The faces and styles of protest are different as you move across the map, but the basic message is the same: We are citizens. We want dignity and human rights. We aren’t afraid of autocratic leaders or their secret police.
That’s how this movement began, with a defiant street vendor in Tunisia in late 2010, and it’s still echoing.
“It’s a second revolution,” Ahmed Said, a leader of Egypt’s National Salvation Front, told the Guardian newspaper. At this writing, it’s unclear how the mass protests will end ― but Morsi’s attempt to impose Muslim Brotherhood policies on a diverse Egypt have failed. The Egyptian army ― the only institution in the country with broad support ― now holds the balance of power.
What’s fascinating is that the new challenge to religious parties in the Middle East transcends sectarian lines. The protest against the Muslim Brotherhood in Sunni Egypt is matched by a similar renewal of dissent in Shiite Iran, where the 2009 Green Revolution was crushed by government repression.
The unlikely emblem of change in Iran is Hassan Rouhani, who was elected president last month. He’s part of the clerical establishment that has run Iran for the past three decades. So it’s premature to assume that Rouhani’s election signals any breakthrough in stalled negotiations over Iran’s nuclear program.
But Rouhani’s victory does tell us something about the Iranian public mood: Among the six candidates who ran in the June 14 election, Rouhani was the most critical of the status quo; he called for reforms and new ties with the West.

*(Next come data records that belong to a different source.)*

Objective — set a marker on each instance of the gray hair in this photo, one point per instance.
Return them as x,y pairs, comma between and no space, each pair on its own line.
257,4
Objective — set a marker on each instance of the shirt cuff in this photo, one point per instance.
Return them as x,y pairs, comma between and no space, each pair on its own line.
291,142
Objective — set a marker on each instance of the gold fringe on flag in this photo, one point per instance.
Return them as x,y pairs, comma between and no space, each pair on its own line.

The fact that he won 51 percent of the vote (with a 73 percent turnout) marked a break from the tutelage of Supreme Leader Ali Khamenei, who appeared to favor national security adviser Saeed Jalili.
“We have no other option than moderation,” Rouhani said during the campaign. What this will mean in practice isn’t clear, but Rouhani has urged in his writings that Iran engage with the West, rather than depend on Russia and China.

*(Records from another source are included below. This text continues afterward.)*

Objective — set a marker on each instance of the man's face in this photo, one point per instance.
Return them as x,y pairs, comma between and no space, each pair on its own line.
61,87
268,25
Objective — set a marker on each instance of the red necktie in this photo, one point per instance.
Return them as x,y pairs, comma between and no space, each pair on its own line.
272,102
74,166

Protesters have also shaken the Islamic populism of Turkish Prime Minister Recep Tayyip Erdogan. He has been an “authoritarian rock star,” in the words William Dobson, the author of “The Dictator’s Learning Curve.” But even Erdogan triggered a backlash after years of squeezing the Turkish media, courts and military. “The shared experience of repression, combined with collective frustration at mounting top-down efforts to regulate public life ... brought citizens from different walks of life together” in Turkey, wrote Emiliano Alessandri, Nora Fisher Onar and Ozgur Unluhisarcikli on the Foreign Affairs website.

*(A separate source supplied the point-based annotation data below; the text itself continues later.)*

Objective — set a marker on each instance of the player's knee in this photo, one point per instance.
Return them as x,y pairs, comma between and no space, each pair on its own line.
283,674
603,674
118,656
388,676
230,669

This new wave of activism in the Middle East isn’t pro- or anti-American. It’s something else ― a movement of empowered citizens who don’t want the old secular dictatorships of Hosni Mubarak’s era, and don’t want a new Islamic authoritarianism, either. This core of “people power” surfaced in the initial “Arab Spring” of 2011, but a chill developed as the Muslim Brotherhood gained control in Egypt, and chaos prevailed in Libya and Syria. Despite these setbacks, this week showed there is still a popular movement for democratic change that resists dictation from anyone.
“I have never seen anything like this, not even during February of 2011. This is a genuine popular movement, no organisation whatsoever,” tweeted Egyptian writer Bassem Sabry late Tuesday.
For U.S. officials, recent events are a reminder that the Middle East is still in the early stages of a long-running process of transformation. Morsi’s election in 2012 offered the Muslim Brotherhood a chance to show that it could govern Egypt effectively. It has flunked the test ― and the Egyptian military has lost patience with the failed experiment.
On America’s Independence Day, we celebrate the triumph of our democracy. But David McCullough reminds us in his book “1776” that in January of that revolutionary year, George Washington despaired that “few people know the predicament we are in.” It took America another 12 years to write and ratify a workable Constitution. In the Middle East, the convulsive democratic transition is just beginning.